There was no significant reduction in cancer risk among participants who used GLP-1RAs compared with those who used metformin, another medication used to treat type 2 diabetes.
Instead, GLP-1RAs were associated with an increased risk of kidney cancer compared with metformin, found the team, which was led by Case Western Reserve University School of Medicine.
Study details
Glucagon-Like Peptide 1 Receptor Agonists and 13 Obesity-Associated Cancers in Patients With Type 2 Diabetes
Lindsey Wang, Rong Xu, David Kaelber, et al.
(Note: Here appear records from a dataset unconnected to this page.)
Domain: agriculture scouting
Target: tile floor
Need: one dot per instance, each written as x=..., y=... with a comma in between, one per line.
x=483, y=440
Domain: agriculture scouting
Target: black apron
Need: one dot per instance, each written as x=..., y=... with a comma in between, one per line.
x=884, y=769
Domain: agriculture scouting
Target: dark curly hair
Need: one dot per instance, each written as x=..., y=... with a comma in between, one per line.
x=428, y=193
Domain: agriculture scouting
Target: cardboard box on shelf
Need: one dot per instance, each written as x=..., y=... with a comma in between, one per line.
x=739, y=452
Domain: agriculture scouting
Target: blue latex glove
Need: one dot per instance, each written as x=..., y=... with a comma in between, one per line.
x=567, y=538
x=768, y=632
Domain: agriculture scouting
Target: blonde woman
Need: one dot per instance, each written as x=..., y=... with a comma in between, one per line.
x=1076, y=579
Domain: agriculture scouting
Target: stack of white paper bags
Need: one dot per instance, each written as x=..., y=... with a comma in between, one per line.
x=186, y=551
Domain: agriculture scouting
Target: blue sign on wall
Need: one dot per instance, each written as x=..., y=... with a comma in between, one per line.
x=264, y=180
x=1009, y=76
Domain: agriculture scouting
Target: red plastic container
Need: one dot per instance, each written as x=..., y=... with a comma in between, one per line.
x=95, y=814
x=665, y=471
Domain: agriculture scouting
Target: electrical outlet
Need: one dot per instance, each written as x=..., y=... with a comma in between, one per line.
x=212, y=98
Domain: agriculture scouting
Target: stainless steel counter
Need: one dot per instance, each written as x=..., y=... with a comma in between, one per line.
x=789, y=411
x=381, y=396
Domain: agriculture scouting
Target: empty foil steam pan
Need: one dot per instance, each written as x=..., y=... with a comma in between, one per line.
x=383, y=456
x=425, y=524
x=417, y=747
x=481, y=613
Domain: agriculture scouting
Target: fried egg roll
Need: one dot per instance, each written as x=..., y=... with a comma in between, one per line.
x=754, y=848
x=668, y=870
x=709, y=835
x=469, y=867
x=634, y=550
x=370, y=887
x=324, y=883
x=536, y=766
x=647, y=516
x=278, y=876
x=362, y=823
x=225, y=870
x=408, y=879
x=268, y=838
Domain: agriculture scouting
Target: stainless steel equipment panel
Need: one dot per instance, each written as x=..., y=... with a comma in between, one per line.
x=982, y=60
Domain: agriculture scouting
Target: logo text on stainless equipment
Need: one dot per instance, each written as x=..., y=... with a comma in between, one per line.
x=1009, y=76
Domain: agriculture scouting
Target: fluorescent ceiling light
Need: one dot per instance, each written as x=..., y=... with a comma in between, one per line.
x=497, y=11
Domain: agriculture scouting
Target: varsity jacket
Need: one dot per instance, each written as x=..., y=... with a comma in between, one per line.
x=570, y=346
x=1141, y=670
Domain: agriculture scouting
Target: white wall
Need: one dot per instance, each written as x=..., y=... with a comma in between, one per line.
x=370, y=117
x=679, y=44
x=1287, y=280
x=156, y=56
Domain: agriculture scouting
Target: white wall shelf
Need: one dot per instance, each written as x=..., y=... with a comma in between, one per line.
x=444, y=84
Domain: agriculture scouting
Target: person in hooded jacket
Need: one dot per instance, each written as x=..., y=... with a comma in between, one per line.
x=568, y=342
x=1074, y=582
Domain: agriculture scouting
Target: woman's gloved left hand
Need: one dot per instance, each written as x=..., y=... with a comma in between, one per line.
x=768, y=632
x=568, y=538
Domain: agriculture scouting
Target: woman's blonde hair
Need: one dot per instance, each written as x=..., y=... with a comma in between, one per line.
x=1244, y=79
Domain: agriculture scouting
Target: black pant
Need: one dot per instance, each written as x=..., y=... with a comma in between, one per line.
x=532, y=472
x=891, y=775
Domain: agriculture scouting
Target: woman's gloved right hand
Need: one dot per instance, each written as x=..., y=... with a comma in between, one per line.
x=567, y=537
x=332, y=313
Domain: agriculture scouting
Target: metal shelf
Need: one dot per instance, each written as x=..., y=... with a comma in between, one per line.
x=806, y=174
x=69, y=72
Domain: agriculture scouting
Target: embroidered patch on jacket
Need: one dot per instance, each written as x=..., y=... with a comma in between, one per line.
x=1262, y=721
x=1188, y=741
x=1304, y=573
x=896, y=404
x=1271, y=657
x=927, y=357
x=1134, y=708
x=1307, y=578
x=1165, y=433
Published in JAMA Network on 5 July 2024
Key Points
Question
Is there clinical evidence supporting the potential benefits of glucagon-like peptide receptor agonists (GLP-1RAs) for the prevention of 13 obesity-associated cancers (OACs)?
Findings
This cohort study of more than 1.6m patients with type 2 diabetes (T2D) who had no prior diagnosis of 13 OACs found that patients with T2D treated with GLP-1RAs vs insulin had a significant risk reduction in 10 of 13 OACs, including oesophageal, colorectal, endometrial, gallbladder, kidney, liver, ovarian, and pancreatic cancer as well as meningioma and multiple myeloma. No decrease in cancer risk was associated with GLP-1RAs compared with metformin.
Meaning
This study provides clinical data suggesting that GLP-1RAs may reduce the risk of specific OACs compared with insulins.
Abstract
Importance
Thirteen human malignant neoplasms have been identified as obesity-associated cancers (OACs), ie, the presence of excess body fat is associated with increased risk of developing cancer and worse prognosis in patients with these specific tumours. The glucagon-like peptide receptor agonist (GLP-1RA) class of pharmaceuticals are effective agents for the treatment of type 2 diabetes (T2D) and for achieving weight loss, but the association of GLP-1RAs with the incident risk of 13 OACs is unclear.
Objective
To compare the incident risk of each of the 13 OACs in patients with T2D who were prescribed GLP-1RAs vs insulins or metformin.
Design, Setting, and Participants
This retrospective cohort study was based on a nationwide multicentre database of electronic health records (EHRs) of 113 million US patients. The study population included 1 651 452 patients with T2D who had no prior diagnosis of OACs and were prescribed GLP-1RAs, insulins, or metformin during March 2005 to November 2018. Data analysis was conducted on April 26, 2024.
Exposures
Prescription of GLP-1RAs, insulins, or metformin.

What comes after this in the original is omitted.